やられる前にやれ。この場合は逃げられる前にやったと言うべきか。
でも、本当は、ソフィアからもらった優しさを、倍以上で返したい。
「う、ん」
太ももの上でソフィアが身動きをした。でも、瞼はしっかり閉じたまま。
すやすやと眠るソフィアを見ていると、愛おしい気持ちでいっぱいになる。彼女の艶やかなモカブラウンの髪の毛を手で梳いた。彼女はどこもかしこも柔らかい色をしている。
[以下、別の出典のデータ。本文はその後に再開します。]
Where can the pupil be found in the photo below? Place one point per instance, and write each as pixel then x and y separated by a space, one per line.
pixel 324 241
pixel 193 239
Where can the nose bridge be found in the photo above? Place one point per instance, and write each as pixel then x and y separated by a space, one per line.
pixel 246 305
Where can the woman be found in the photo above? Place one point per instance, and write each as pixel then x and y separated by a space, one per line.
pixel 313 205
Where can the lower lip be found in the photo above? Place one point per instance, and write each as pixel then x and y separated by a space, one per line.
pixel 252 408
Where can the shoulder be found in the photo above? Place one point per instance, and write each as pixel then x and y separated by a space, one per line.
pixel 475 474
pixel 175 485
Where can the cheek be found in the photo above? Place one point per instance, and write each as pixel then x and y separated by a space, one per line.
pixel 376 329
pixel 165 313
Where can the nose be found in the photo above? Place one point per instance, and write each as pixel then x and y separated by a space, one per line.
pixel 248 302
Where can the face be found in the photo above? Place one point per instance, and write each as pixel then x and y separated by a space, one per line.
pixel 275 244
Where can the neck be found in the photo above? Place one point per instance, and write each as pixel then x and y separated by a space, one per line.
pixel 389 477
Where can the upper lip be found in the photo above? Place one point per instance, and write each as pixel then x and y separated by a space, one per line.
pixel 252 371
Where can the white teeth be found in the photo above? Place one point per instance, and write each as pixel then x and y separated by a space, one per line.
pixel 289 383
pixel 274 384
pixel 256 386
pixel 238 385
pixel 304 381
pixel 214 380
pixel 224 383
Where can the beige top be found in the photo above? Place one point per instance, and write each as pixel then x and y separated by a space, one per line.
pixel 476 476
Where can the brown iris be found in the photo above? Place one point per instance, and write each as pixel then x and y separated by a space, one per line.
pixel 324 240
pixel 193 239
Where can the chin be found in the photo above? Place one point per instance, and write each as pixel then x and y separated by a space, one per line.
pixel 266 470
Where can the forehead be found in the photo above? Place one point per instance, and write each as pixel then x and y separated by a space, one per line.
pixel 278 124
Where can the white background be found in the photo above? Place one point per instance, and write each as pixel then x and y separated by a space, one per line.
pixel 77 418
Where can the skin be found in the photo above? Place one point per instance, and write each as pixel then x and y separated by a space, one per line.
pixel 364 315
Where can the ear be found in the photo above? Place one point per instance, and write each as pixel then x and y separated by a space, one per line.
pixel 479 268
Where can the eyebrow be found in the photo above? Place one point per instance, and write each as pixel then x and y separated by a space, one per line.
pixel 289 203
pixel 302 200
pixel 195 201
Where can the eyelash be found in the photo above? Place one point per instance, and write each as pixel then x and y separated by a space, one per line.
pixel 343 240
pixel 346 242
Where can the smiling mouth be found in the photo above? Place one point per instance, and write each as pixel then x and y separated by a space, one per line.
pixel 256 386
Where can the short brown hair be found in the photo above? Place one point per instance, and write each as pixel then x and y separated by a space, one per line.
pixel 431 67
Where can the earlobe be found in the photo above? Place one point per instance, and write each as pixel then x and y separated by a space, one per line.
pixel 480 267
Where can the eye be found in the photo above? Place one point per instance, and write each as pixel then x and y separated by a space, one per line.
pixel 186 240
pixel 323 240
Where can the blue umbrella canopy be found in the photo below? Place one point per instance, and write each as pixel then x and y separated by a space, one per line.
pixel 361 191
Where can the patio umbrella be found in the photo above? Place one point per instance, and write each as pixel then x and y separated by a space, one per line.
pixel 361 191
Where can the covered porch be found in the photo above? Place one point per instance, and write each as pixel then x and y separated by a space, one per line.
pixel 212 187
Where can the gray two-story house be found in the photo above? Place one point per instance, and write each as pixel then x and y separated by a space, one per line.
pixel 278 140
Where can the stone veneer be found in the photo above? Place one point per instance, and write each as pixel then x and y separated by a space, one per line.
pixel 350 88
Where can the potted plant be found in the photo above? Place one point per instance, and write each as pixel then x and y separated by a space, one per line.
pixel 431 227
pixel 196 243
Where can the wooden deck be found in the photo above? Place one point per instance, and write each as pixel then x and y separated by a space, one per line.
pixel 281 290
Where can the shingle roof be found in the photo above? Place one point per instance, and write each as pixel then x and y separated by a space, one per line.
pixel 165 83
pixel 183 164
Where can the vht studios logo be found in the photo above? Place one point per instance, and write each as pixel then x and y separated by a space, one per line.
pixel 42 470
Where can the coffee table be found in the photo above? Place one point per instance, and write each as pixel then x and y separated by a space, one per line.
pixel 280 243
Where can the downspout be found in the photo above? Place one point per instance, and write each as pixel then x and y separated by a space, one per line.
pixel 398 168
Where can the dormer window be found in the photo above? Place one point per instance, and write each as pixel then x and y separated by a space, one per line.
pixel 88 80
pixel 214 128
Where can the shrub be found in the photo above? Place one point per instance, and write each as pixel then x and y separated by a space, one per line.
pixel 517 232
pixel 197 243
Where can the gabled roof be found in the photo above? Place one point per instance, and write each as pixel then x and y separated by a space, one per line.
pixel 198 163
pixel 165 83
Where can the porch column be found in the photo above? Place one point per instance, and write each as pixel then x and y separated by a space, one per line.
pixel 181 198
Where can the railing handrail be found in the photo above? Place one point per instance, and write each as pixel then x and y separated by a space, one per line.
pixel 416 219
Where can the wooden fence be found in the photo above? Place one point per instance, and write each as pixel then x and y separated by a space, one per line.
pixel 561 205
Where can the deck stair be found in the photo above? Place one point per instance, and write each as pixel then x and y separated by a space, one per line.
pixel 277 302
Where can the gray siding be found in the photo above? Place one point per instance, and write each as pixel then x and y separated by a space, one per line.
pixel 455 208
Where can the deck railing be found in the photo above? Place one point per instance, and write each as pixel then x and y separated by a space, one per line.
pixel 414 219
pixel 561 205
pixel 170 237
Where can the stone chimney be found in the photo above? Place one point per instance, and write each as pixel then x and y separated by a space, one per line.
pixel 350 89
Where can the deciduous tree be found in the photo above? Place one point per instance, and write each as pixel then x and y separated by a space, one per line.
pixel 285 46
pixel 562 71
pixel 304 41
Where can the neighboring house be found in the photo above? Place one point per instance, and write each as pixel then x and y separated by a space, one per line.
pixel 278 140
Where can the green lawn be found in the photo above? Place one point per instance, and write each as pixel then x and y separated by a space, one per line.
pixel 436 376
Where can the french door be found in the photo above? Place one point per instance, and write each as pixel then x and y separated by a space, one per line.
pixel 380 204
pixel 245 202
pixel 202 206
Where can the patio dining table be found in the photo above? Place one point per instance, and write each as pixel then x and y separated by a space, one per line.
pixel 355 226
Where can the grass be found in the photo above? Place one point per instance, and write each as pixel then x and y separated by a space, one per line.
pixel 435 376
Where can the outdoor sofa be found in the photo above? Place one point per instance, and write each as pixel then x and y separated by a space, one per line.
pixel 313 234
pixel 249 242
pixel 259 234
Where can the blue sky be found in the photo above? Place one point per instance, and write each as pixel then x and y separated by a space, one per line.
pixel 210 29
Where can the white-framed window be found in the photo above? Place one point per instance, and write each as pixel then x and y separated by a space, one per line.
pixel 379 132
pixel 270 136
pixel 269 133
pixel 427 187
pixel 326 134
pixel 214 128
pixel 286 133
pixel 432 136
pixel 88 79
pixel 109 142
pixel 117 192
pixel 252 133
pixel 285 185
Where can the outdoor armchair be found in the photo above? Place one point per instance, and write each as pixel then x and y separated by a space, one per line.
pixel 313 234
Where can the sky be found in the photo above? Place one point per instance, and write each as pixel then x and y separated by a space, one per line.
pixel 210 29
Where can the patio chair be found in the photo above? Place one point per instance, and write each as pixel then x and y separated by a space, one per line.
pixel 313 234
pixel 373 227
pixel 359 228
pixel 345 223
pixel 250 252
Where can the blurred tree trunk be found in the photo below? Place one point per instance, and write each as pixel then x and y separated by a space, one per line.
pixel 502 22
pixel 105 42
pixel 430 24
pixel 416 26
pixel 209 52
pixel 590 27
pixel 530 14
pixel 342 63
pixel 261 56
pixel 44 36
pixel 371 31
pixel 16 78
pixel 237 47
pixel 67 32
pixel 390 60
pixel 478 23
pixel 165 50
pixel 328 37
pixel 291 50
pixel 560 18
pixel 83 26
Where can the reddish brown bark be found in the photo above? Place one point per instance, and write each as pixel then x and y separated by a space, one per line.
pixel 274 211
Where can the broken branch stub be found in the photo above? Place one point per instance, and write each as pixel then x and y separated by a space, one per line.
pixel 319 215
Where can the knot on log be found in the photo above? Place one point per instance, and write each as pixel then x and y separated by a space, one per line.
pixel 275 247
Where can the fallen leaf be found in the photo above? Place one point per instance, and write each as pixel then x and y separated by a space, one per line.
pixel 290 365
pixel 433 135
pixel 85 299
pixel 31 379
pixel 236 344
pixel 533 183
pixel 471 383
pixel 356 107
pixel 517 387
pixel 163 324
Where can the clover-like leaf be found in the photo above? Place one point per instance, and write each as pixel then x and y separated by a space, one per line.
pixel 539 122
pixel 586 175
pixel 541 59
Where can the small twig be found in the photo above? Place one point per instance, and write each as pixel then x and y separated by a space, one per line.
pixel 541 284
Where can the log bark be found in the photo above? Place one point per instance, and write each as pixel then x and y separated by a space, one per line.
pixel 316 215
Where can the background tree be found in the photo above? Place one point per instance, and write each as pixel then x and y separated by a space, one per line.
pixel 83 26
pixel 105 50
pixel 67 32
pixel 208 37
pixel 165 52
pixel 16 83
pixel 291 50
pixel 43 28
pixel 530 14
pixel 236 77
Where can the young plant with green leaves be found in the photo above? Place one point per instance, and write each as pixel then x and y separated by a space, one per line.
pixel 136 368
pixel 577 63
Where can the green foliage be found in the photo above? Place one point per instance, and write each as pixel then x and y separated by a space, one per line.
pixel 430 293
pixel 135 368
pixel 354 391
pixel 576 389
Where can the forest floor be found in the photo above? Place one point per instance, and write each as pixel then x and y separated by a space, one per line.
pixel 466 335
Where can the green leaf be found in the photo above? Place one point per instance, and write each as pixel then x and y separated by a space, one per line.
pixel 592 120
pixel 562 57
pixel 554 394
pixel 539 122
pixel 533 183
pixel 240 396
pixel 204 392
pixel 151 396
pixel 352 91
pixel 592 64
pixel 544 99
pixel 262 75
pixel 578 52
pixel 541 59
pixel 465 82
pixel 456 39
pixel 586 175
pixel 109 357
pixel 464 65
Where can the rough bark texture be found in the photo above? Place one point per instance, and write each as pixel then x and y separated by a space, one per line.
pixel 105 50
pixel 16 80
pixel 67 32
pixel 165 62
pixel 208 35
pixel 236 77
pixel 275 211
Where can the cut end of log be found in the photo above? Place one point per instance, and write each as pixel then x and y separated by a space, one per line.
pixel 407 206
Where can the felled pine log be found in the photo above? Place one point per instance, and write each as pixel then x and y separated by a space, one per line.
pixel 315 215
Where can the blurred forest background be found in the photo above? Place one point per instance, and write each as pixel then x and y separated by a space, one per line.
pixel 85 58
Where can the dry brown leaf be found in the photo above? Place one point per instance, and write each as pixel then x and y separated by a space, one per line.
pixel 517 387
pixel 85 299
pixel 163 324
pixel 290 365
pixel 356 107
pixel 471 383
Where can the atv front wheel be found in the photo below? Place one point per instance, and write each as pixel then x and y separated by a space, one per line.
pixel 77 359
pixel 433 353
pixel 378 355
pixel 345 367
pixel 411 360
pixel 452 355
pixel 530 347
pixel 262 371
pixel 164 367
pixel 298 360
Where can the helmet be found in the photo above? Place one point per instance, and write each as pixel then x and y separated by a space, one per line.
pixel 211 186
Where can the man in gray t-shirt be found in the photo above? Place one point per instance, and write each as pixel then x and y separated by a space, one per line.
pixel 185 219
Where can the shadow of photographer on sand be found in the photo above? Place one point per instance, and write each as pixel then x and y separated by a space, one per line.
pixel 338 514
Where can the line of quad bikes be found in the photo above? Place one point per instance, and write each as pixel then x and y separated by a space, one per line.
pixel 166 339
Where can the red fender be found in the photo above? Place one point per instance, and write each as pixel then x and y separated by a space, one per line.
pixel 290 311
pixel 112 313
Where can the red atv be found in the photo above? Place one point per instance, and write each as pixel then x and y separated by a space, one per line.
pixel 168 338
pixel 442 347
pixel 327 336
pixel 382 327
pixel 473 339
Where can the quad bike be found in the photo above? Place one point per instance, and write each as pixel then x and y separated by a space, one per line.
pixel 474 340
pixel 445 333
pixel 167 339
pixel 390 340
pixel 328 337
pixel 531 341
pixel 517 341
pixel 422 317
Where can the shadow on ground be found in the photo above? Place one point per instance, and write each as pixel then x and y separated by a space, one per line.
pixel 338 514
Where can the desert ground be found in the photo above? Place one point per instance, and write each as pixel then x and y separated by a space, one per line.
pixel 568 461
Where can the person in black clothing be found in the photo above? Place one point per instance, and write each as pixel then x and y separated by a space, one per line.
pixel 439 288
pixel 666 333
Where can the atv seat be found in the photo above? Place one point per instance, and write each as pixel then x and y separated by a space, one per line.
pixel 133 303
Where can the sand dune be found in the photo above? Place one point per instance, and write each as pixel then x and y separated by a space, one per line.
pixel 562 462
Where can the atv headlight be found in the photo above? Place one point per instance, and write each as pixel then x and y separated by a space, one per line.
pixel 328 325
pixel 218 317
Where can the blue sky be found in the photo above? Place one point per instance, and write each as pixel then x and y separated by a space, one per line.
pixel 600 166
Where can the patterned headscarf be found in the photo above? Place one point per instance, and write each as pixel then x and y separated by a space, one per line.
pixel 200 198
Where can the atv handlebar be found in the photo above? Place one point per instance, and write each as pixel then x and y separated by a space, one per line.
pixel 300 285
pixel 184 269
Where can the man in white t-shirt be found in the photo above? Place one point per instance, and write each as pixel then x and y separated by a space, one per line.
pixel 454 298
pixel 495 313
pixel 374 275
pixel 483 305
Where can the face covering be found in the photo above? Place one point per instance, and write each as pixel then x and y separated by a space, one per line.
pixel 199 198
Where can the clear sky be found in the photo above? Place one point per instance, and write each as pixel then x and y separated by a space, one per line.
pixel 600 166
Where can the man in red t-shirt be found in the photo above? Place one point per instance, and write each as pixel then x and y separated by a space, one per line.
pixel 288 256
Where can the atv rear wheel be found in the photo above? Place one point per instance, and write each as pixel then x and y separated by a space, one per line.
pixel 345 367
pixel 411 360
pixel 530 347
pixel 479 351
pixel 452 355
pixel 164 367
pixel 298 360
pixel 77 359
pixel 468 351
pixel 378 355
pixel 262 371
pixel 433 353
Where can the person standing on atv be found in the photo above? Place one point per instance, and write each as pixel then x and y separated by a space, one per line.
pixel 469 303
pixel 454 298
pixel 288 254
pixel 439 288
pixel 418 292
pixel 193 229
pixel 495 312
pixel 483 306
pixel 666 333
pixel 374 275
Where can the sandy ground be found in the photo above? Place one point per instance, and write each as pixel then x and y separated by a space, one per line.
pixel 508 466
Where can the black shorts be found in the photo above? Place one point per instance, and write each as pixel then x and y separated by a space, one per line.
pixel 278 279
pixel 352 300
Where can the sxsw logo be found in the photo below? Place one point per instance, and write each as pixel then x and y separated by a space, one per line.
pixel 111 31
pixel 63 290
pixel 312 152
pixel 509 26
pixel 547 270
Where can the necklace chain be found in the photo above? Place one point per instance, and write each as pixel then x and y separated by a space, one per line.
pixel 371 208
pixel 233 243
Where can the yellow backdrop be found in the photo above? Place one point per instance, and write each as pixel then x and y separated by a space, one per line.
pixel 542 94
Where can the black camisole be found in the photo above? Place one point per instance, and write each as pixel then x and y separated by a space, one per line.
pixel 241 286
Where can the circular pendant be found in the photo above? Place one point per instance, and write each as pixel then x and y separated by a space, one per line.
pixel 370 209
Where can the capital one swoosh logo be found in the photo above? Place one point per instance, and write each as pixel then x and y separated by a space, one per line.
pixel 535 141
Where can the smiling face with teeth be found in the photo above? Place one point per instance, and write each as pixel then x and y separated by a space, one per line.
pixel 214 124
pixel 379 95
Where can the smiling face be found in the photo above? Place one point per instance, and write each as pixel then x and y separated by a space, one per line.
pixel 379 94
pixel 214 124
暫くその髪の毛で遊んでいると、彼女が瞳がゆっくりと開いて私の視点が合うと驚いたように起き上がった。
「こここっこ、これはっ!? はっ、お膝をお借りして!? なんてこと!? 貴重なお時間をとらせてしまい失礼しました」
「よく眠っていたよ」
「はい、至高の感触が頬にございますわ。────……あ、と、そうです、エド様お腹空かれておりませんか?」
「ん?」
彼女は包みを開けると、その中からマフィンが出て来た。
どうやら私がここを通るのを待っていたようだ。いつから待っていたのだろう。
「食事をゆっくり摂る暇もなくお忙しそうでしたので……。片手で食べられるサンドウィッチもいいと思いましたが、エド様は甘いモノがお好きなのでマフィンにしましたの」
ソフィアはマフィンを私に渡すとささっと立ち上がった。
そんな彼女の腕を引っ張り、私の膝上に座らせた。慌てる彼女を逃がさないよう抱きしめて、はぁと溜息をつく。
「優しさの倍返しは難しいな~。君は優しさで出来ているようなものだし」
「はい?」
倍返し。例えば、彼女がときめくもので。
それが最近分かりつつある。けれど私は意地悪なので気づかないフリをして、自分だけ見てもらえるように彼女にキスをする。